Le danger, avec un tableau manuel, c’est l’oubli. Entre deux chantiers, un devis à finir et un fournisseur à rappeler, une commission peut passer à la trappe. C’est là qu’un outil comme Prospecto peut aider : centraliser les demandes refusées, choisir à qui les transmettre, garder l’historique et éviter les relances au hasard. L’idée n’est pas d’ajouter de l’administratif, mais d’éviter que les bons contacts se perdent.

Vous pouvez démarrer cette semaine avec une règle simple : à chaque demande refusée, vous décidez en moins de 5 minutes si elle est à transmettre ou non. Si oui, vous demandez l’accord du client, vous envoyez une fiche claire à un partenaire, et vous notez le suivi. Au bout d’un mois, vous verrez vite si le système vaut le coup.

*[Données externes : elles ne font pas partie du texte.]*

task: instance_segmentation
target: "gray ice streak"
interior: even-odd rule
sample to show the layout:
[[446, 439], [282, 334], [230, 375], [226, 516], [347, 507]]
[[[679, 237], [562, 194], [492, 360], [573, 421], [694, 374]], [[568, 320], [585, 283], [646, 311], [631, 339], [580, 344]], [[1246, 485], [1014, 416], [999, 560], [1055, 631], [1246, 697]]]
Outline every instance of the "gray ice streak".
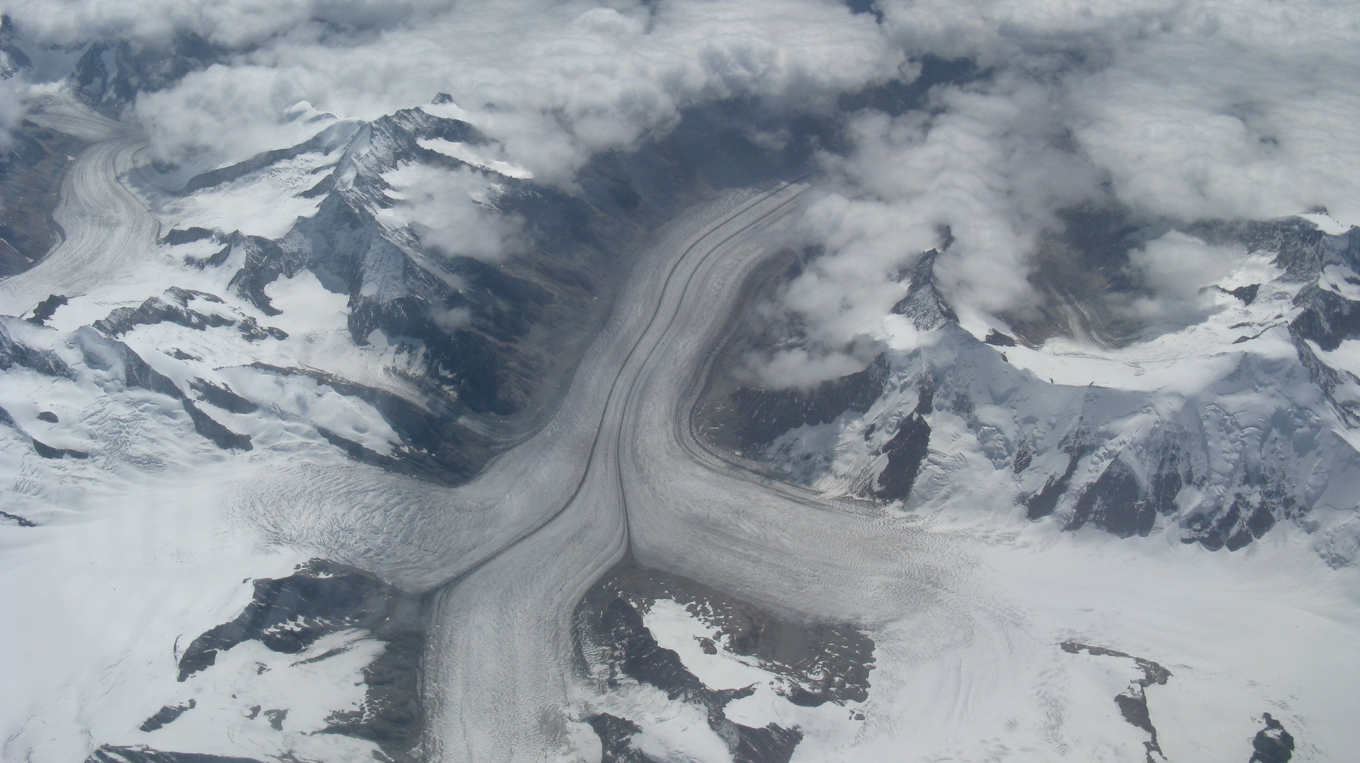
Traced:
[[[507, 162], [570, 189], [590, 156], [664, 136], [695, 105], [755, 99], [779, 117], [827, 116], [843, 94], [879, 92], [850, 101], [847, 144], [819, 154], [821, 175], [730, 192], [639, 252], [556, 412], [475, 480], [437, 488], [299, 465], [224, 479], [224, 510], [268, 537], [438, 589], [432, 759], [574, 753], [568, 726], [589, 687], [571, 662], [571, 609], [626, 551], [790, 619], [887, 628], [887, 665], [929, 664], [962, 642], [997, 664], [1031, 654], [1047, 632], [1036, 637], [1028, 615], [981, 582], [975, 539], [755, 477], [694, 439], [688, 412], [744, 276], [771, 241], [823, 253], [778, 294], [775, 309], [802, 322], [806, 341], [758, 369], [770, 386], [806, 386], [884, 347], [929, 341], [891, 310], [907, 288], [900, 272], [932, 248], [945, 250], [936, 272], [966, 329], [981, 337], [1034, 320], [1047, 295], [1031, 276], [1043, 275], [1040, 250], [1072, 209], [1155, 233], [1122, 267], [1136, 286], [1106, 309], [1157, 330], [1202, 321], [1220, 309], [1202, 287], [1246, 252], [1183, 233], [1189, 223], [1321, 208], [1360, 223], [1360, 11], [1159, 0], [869, 8], [15, 4], [26, 45], [156, 49], [192, 33], [212, 61], [136, 94], [124, 122], [34, 102], [33, 120], [94, 146], [63, 186], [54, 219], [65, 241], [0, 283], [0, 313], [82, 294], [154, 246], [155, 220], [120, 182], [139, 162], [188, 173], [299, 143], [317, 129], [287, 117], [301, 101], [371, 118], [450, 92]], [[906, 86], [922, 58], [968, 65], [894, 102], [885, 83]], [[787, 137], [751, 132], [767, 144]], [[507, 231], [477, 252], [495, 261], [514, 243]], [[960, 669], [959, 680], [976, 675]]]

Conclusion pratique : ne laissez plus les chantiers refusés mourir dans votre téléphone. Triez-les, transmettez uniquement les bons, cadrez la commission par écrit et facturez quand le devis est signé. Même deux chantiers transmis par mois, avec 250 à 400 € HT de commission chacun, peuvent représenter 500 à 800 € HT de revenu complémentaire, sans charger votre planning. Et surtout, vous rendez service sans travailler gratuitement.

Questions fréquentes

Puis-je être payé pour transmettre un chantier à un autre artisan ?

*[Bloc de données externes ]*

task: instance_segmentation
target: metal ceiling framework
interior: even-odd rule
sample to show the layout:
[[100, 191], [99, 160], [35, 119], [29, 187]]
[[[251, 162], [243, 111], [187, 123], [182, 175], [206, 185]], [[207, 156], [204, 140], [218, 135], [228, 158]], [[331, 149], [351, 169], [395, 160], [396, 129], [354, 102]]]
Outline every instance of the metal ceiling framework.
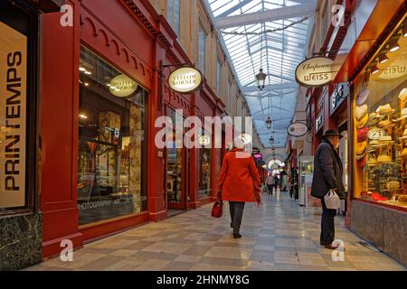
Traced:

Oui, si vous convenez clairement d’une commission d’apport d’affaires avec l’artisan receveur. Le plus propre est un accord écrit avant transmission, puis une facture lorsque le devis est signé et l’acompte encaissé.

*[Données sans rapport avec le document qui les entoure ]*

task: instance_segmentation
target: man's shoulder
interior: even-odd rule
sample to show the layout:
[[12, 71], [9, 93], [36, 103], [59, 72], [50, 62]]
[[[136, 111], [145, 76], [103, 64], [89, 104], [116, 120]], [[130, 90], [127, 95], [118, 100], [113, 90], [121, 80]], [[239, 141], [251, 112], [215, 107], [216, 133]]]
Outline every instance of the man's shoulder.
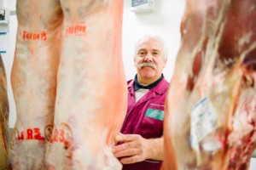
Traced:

Quel pourcentage demander pour un chantier transmis ?
Souvent, entre 2 % et 5 % du montant HT signé. Pour éviter les tensions, vous pouvez prévoir un plafond, par exemple 3 % plafonné à 800 €. Sur les petits chantiers, une commission fixe de 100 à 300 € est parfois plus simple.
Dois-je demander l’accord du client avant de transmettre ses coordonnées ?
Oui. Demandez toujours son accord avant d’envoyer son nom, téléphone ou adresse à un confrère. Un SMS ou un email du client est idéal. C’est plus propre, plus professionnel, et cela évite les problèmes de confidentialité.
Suis-je responsable si l’artisan recommandé fait mal le chantier ?
Si le devis est signé directement entre le client et l’autre artisan, vous n’êtes normalement pas l’entreprise responsable des travaux. Mais votre image peut être touchée. Transmettez seulement à des artisans fiables et ne promettez jamais leurs prix, délais ou résultats.
Comment facturer une commission d’apport d’affaires ?
Vous émettez une facture classique à l’artisan receveur, avec un libellé clair comme « commission d’apport d’affaires ». Indiquez le montant HT, la TVA si vous y êtes assujetti, ou la mention de franchise en base si vous n’appliquez pas la TVA.
Que faire si le confrère ne me paie pas la commission ?
Commencez par relancer avec l’accord écrit et les éléments du chantier signé. Sans écrit, c’est compliqué. Pour les prochaines transmissions, ne donnez plus de contact avant d’avoir fixé par message le pourcentage, le déclenchement du paiement et les conditions.